Grâce à ce précieux coffret de quatre livrets, Marie-Laure Dagoit illustre le rôle qu’a joué Anna de Noailles dans le surréalisme et plus généralement au sein des mouvements de l’avant-garde. Celle qui offrit aux artistes un espace et des fonds sans souci de la moindre spéculation ou retour sur investissement ouvrit l’art et la littérature de son temps — de l’architecture à la peinture, de la sculpture à la poésie.
Les quatre livrets offrent divers aspects d’une femme moins désinvolte qu’il n’y parut.
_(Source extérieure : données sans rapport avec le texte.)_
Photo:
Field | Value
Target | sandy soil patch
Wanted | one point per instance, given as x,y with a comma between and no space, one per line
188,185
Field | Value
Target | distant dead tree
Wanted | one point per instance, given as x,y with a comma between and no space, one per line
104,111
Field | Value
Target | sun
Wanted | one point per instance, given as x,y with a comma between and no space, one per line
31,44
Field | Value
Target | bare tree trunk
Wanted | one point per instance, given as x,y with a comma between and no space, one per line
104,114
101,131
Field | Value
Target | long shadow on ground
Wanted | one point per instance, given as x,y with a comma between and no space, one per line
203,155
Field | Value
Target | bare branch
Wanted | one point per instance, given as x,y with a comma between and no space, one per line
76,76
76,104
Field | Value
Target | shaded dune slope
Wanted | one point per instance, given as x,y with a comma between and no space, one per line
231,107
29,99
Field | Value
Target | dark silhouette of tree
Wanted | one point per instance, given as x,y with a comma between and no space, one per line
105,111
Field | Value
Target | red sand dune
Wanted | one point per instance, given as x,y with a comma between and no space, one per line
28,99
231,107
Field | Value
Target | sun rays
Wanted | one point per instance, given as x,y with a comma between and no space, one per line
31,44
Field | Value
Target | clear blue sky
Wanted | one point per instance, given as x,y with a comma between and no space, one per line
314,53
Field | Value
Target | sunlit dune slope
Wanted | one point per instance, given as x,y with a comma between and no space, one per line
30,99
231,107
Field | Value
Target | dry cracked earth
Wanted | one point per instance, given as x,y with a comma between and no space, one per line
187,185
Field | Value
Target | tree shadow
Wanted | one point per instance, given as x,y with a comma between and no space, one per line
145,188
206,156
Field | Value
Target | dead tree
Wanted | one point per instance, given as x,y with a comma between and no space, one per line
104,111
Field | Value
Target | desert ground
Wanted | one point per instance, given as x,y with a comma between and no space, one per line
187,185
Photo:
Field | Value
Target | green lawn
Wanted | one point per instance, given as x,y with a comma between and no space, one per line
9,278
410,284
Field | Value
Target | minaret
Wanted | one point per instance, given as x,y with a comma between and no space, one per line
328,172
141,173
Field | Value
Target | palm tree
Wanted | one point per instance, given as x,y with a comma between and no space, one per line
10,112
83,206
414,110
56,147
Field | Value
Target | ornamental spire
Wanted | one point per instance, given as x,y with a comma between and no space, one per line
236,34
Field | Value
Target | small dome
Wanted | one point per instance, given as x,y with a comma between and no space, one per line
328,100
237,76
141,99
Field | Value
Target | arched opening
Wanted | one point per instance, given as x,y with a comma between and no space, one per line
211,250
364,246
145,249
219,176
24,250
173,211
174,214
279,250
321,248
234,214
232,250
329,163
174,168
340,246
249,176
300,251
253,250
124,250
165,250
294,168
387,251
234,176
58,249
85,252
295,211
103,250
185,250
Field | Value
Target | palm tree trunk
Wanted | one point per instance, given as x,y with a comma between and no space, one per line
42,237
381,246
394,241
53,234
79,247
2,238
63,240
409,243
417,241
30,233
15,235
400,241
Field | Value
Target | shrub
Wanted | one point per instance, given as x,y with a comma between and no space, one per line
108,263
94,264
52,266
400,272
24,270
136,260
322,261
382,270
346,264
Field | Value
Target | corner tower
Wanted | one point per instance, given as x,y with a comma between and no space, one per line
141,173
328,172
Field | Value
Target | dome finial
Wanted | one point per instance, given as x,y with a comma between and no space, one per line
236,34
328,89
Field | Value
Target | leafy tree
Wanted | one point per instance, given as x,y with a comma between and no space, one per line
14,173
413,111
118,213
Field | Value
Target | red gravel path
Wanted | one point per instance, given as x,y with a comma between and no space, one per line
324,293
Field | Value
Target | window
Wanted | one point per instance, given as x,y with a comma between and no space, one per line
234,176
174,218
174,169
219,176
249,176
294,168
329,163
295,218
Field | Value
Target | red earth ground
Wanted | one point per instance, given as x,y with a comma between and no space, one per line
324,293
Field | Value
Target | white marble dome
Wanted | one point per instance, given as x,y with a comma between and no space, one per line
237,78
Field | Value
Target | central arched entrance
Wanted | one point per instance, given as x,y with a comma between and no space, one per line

L’intelligence du cœur, la beauté du corps, l’impertinence de l’esprit et du goût firent d’elle une femme libre dont les choix demeureraient d’autant plus forts qu’elle savait les argumenter.
Se servant de sa richesse sans la moindre vanité, elle repéra les créateurs qui parfois et bien plus qu’elle se fendirent “en remugles de mondanités”. On se souvient de Breton et ses amis accompagnant la Comtesse dans sa berline de luxe. Elle fut souvent plus vivante et plus libre qu’eux. Certains de ses choix annoncèrent les mouvements à venir — Situationnisme compris.
Et, à son échelle, elle fit de sa villa du sud une sorte de petit Versailles. Aux étouffements des écoles et des carcans, elle opposa sa volonté de chercher les divers “Vases Communicants” que toute avancée peut produire. D’où la qualité de son travail souvent sourd et discret.
Sans elle, l’art de la première partie du XXème siècle n’aurait pas été ce qu’il fut. Ni ce qu’il reste.
jean-paul gavard-perret
Anna de Noailles, Coffret, Les éditions derrière le salle de bains, Rouen, 2019 — 20,00 €.